Figure 2Upper part: IHC from testicular tissue samples. (A,B) present a slightly reduced spermatogenesis and normal AR expression in healthy control tissue sample (brownish marked nuclei, clone AR441) (C,D) Example of COVID-19 positive patient with no expression of the AR as well as a reduced spermatogenesis. (E,F) are examples of inflammatory changes control and (G,H) from autopsy of a case of previous intensive care treatment. (I,J) autopsy of vaccinated man dying of COVID-19. Figures exemplified a collective of each analyzed group used. Left side H&E (spermiogenesis yellow arrowheads), right side IHC for androgen receptor AR441 (black arrowheads), each at 400× magnification. Lower part: Androgen receptor ELISA from FFPE tissue. Total protein was isolated from FFPE tissue and 1 µg of total protein was used for the analysis by ELISA. Significant decreased AR values were found in testicular tissue samples compared with control group. *** p < 0.0001, ** p < 0.001, unmarked = ns. Control ELISA for ß-actin to control isolation quantity (K). Detection of AR protein in FFPE samples (L).

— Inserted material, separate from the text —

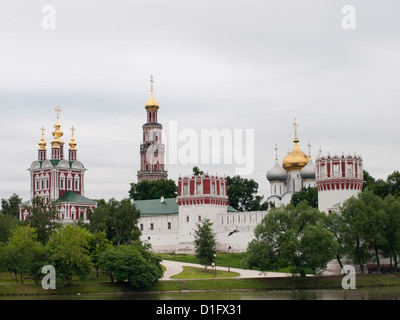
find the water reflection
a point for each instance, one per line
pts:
(389, 293)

Significant reduction in the AR levels in COVID-19 samples (±30%) compared to control autopsy and ICU non COVID-19 were detectable (*** p < 0.001).

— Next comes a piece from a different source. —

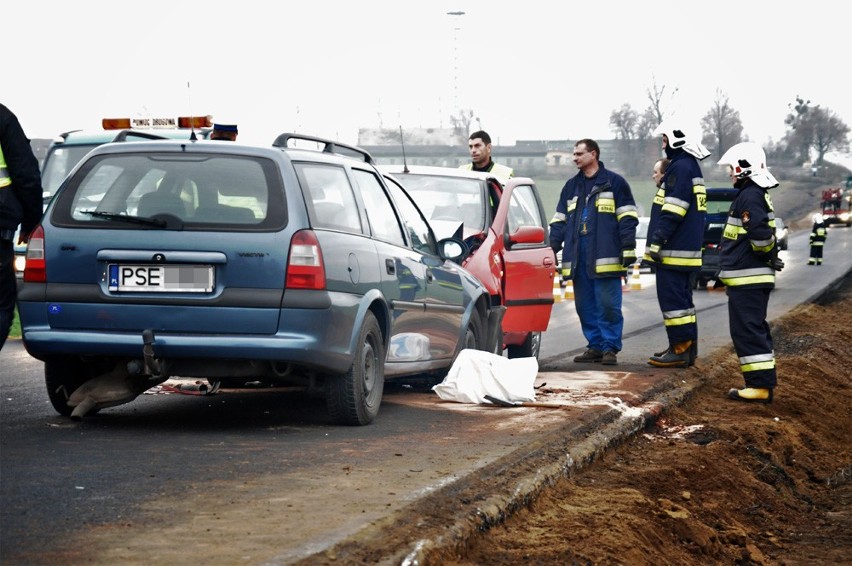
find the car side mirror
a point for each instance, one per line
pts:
(453, 249)
(525, 235)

Figure 3miR 371a-3p in FFPE testicular tissue samples from COVID-19 patients compared to patients with ICU/ECMO, inflamed testis and Seminoma patients without metastasis (M−) or with metastasis (M+). All samples were normalized to 5s rRNA and corresponding controls (for COVID-19 and ICU controls from autopsy patients and for inflamed testis and Seminoma controls from testicular surgery without inflammatory disease or tumor). An increased expression, comparable with the miR expression of Seminoma patients with metastasis was detectable. In case of ICU non COVID-19, Seminoma without metastasis and inflamed, a significant reduction compared to COVID-19 was detectable. *** p < 0.0001, ** p < 0.001, * p < 0.01, unmarked = ns.

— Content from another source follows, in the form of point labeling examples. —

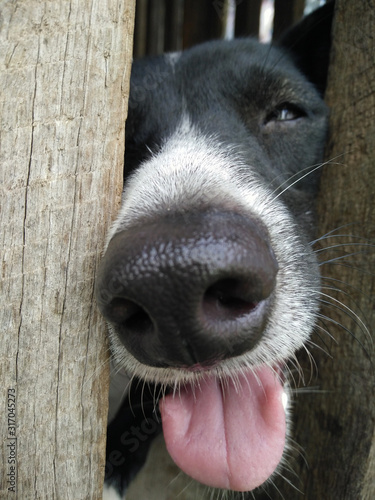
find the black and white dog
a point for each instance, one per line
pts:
(208, 281)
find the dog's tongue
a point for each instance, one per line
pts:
(227, 435)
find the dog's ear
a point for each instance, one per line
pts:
(309, 43)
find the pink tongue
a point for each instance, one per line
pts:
(228, 435)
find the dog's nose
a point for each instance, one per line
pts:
(190, 289)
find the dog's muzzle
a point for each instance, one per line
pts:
(189, 289)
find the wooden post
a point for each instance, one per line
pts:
(64, 71)
(336, 424)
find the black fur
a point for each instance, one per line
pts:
(265, 105)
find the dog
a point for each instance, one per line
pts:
(209, 283)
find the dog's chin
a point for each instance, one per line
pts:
(224, 425)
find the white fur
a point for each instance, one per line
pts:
(192, 171)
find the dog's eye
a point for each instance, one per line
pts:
(284, 113)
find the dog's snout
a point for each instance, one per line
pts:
(188, 289)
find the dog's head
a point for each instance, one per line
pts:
(208, 282)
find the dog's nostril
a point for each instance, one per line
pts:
(228, 299)
(130, 315)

Figure 4IHC followed by miR-371a-3p in situ PCR was performed. As it can be seen, those samples (controls, autopsy and TESE) showing high AR levels (here seen in brownish coloration of the nuclei, 40×) the miR-371a-3p expression is reduced (FITC staining right row, 40×, inserts 63×). DAPI staining was included to visualize the nuclei. In COVID-19 samples were the AR levels were reduced (nuclei appears blue, first row) the miR-371a-3p was significantly upregulated (last row). Here, results out of three independent experiments are presented.
Figure 5qRT-PCR results for the detection of miR-371a-3p in serum from patients with mild or severe COVID-19. (A) depicted the miR-371a-3p expression female and male. Upregulation was found in case of male patients either with mild or severe symptoms. (B) summarized all female and male cases showing the expression of the miR-371a-3p. Increase in male patients was detectable (* p < 0.01).